Last weekend's Wall Street Journal's "The Weekend Interview" featured remarks by Ted Forstmann, an early pioneer in the private equity field.
I wish I could say it was an enlightening interview, but it's really not.
Forstmann's apparent big idea is that low interest rates earlier this decade spurred commercial and investment banks to do bad things with money which they would not have done, had the hurdle rates been higher.
Is this really news? Do we actually need Ted Forstmann to tell us this in a special interview?
Honestly, this is the story of every financial services bubble for the past thirty years, beginning with the 'purchased money' bank borrowing problems of the 1970s that drove John Bunting's First Pennsylvania Bank under.
Whether it's cheap money or just a banker's desire for faster growth, the underlying risk in all financial services businesses is that above-average growth must, over time, come from greater risk-taking.
Yes, this time investment and commercial banks have added to the mess with CDOs. But these instruments had to be bought by somebody, as I noted in this post.

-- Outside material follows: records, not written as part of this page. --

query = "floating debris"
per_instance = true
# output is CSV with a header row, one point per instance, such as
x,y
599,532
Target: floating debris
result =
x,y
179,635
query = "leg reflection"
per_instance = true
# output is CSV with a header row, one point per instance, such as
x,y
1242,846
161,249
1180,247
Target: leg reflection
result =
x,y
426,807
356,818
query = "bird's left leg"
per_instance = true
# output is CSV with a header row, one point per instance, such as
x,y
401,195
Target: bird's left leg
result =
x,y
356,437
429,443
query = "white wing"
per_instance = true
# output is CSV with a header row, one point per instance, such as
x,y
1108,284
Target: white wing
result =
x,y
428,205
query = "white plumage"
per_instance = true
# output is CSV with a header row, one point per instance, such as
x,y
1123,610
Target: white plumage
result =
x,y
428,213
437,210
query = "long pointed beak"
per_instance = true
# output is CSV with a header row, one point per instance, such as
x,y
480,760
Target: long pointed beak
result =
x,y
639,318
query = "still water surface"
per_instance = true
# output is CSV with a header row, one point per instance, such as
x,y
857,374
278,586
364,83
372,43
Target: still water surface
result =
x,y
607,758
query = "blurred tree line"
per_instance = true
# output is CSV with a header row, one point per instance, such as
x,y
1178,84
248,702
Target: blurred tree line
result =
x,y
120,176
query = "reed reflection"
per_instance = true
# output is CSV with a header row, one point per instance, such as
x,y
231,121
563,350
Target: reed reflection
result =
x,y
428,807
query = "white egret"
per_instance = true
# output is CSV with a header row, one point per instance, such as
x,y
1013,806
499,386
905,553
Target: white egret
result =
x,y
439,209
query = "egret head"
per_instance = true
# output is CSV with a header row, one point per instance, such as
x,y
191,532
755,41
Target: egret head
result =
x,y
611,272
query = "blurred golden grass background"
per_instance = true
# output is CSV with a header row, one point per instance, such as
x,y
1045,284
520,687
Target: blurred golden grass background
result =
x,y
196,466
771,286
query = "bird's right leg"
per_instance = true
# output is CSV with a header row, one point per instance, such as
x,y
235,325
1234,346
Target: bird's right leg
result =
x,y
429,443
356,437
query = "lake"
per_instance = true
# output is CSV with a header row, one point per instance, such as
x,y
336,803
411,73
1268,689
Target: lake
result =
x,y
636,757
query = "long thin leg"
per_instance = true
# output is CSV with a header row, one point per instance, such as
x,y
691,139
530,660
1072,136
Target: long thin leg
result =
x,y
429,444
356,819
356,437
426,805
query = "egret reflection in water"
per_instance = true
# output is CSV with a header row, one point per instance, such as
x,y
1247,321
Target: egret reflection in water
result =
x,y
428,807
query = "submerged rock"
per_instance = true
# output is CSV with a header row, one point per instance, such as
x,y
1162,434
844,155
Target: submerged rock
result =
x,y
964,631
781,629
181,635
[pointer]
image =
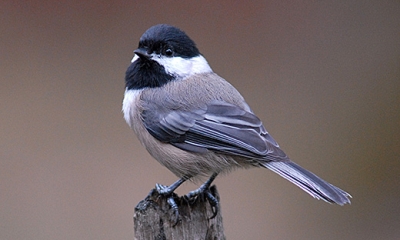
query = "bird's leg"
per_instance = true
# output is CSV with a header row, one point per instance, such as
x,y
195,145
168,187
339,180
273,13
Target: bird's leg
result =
x,y
205,189
167,192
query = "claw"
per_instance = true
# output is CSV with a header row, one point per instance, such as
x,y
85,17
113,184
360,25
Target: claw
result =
x,y
174,207
213,202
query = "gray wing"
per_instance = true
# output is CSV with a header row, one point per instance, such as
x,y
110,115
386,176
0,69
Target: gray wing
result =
x,y
219,126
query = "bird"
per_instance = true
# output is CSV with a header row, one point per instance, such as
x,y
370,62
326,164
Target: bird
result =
x,y
198,125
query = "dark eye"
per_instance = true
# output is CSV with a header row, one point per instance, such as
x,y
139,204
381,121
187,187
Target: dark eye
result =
x,y
168,52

Then Forstmann solemnly tells us,
"There's trillions and trillions of dollars that slosh around between all these places and if one fails..." He doesn't finish the thought."
Yes, Ted. That's called our 'fractional reserve' banking system. Bankers are allowed to reserve only a portion of deposits and lend the rest out. That is how banks make money.
Obviously, as investment banks added trading and asset management, they both underwrite and hold the same sorts of instruments.
Oddly, what Forstmann fails to suggest is moving the trading in all these bad instruments to regulated exchanges. Which, by the way, is what Treasury Secretary and former Goldman Sachs CEO Hank Paulsen has already begun to engineer.
Forstmann thinks that "we're in about the second inning of this."
What, specifically, is "this?"
Forstmann doesn't provide a metric by which to measure and indicate when the credit market abnormalities will have abated. So, I guess when you can't really measure something, your call is likely to be right, because you can point to whatever convenient measure fits your assessment at the moment.
Given Forstmann's prior success with leveraged buyouts in the private equity business, I wish he had bestowed upon us some wisdom involving how someone, and who that someone would have been, could have prevented the current credit market debacle.
How would Forstmann have ideally prevented CDOs and SIVs from being created? How would he have halted the lending of cheap money during the "Greenspan put" years early in this decade?
How does Forstmann reconcile our capital markets, such that people like him were free to make literally billions of dollars in creative financial deals, yet, now, he implicitly calls for curbs on, and criticizes, the financial creativity of others?
Ted Forstmann was a successful private equity pioneer, no question. He is a wealthy man- you can't argue that he isn't. He clearly did some clever things which created value for somebody, and certainly, for Ted Forstmann.
Does this give him special insight into today's capital markets? Or how to prevent them ever being cyclical? How to prevent other financiers from engaging in excess?
Do we know that Ted Forstmann, if he were 30 years younger, would not be embroiled in the middle of the current capital markets mess? Did her perhaps do things with private equity which, when he did them, due to smaller scale and impact, worked, but, now when others emulate his creativity, fail due to larger scale and impact on financial markets?
These seem to me to be the interesting questions that went unasked and unanswered in the Journal's interview with the wealthy proto-private equity tycoon.